Especially diffusion-weighted imaging (DWI) is a well-established and nonetheless still evolving technique in the MRI domain. DWI is able to estimate the random diffusional motion of water molecules [7] in biological tissues and enables calculation and mapping of the apparent diffusion coefficient (ADC) of the respective target volume in vivo. Since ADC tumor profiles reflect the corresponding microscopic tissue architecture [8], DWI has evolved to an important MRI modality especially in cancer imaging [9]. In case of gliomas, DWI and ADC-mapping have shown promising results in terms of estimating the tumor growth potential [10] and clinical prognosis of glioma patients [11] as well as for distinguishing between HGG and brain abscess [12]. However, most of the underlying DWI studies investigated only the first order ADC histogram parameters, including mean, median, minimum, maximum as well as percentiles and disregarded the so called second order characteristics obtained by a complete histogram analysis (HA), namely skewness, kurtosis and entropy. These second order histogram characteristics provide additional information about value distribution and thus basically better reflect tumor heterogeneity [13]. Several whole tumor HA studies of ADC profiles, published over the last years, indicated the utility and diagnostic potential of this approach, especially in terms of tumor grading and estimating the proliferative potential of the tumor tissue and therefore also the clinical prognosis [1420]. Using both, the aforementioned first and second order characteristics, even HA of simple MRI signal intensities, obtained from conventional sequences, enabled to draw conclusions about the underlying tumor histopathology [2124]. In summary, it can be stated that whole tumor HA of data obtained by MRI is a promising, capable and easily available radiomic approach, providing additional non-morphological information in contrast to conventional MRI images.
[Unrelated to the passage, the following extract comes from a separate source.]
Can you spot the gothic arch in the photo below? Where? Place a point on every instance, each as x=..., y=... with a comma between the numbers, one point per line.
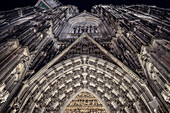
x=116, y=90
x=84, y=90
Therefore, the aim of this exploratory retrospective study was to evaluate whether whole tumor HA of ADC profiles has the ability to i) differentiate WHO grade III anaplastic astrocytoma from WHO grade IV glioblastoma, to ii) estimate the proliferative potential of the neoplasms represented by the Ki-67 proliferation index and to iii) predict the prognostic relevant MGMT (methylguanine-DNA methyl-transferase) promotor methylation status.

Materials and methods

Ethics statement

The study was approved by the ethics committee of the medical council of Baden-Württemberg (Ethik-Kommission Landesärztekammer Baden-Württemberg, F-2017-047). The patient data used in our study were extracted from the hospital`s electronic medical records system (Katharinenhospital Stuttgart, Stuttgart, Germany) in the period between 01/2012 and 02/2017 after full anonymization.

Patients collective

Our institutional radiological information system (RIS) was searched for matching patients using the search criteria glioma and primary brain tumor. A total of 72 patients were identified in the period between 01/2012 and 02/2017. All patients underwent either a diagnostic biopsy or tumor resection in our hospital with subsequent neuropathological workup of the tissue samples. Histological diagnosis, MGMT promotor methylation status and the proliferation index Ki-67 were taken from the hospital patient database. Only patients with presurgical MRI examination and sufficient DWI datasets were included in the study. MRI scans were checked for hemorrhage, significant calcifications or artificial data due to other causes and excluded if necessary, to avoid artifact-related distortion of ADC values. Finally, 56 patients (11 anaplastic astrocytomas and 45 glioblastomas, 22 females, 34 males; with a mean age of 62 years) were included in our retrospective analysis.

MRI specifics

All patients received an MRI scan of the brain using a 1.5 T device (MAGNETOM Aera and MAGNETOM Symphony Tx/Rx CP head coil, Siemens, Erlangen, Germany). The following imaging protocol was used:

  1. axial T1 weighted (T1w) spin echo (SE) sequences (TR/TE: 453/17, flip angle: 90°, slice thickness: 5mm, acquisition matrix: 320x179, field of view: 230x187 mm) prior and post intravenous application of contrast medium (Gadobutrol, Gadovist®, Bayer Schering Pharma, Leverkusen, Germany)
  2. axial DWI (readout-segmented, multi-shot EPI sequence; TR/TE: 5500/103, flip angle 90°, slice thickness: 5mm, acquisition matrix: 152x144, field of view: 230 x 230 mm) with b values of 0 and 1000 s/mm2. ADC maps were automatically calculated by the pre-installed software package of the device manufacturer.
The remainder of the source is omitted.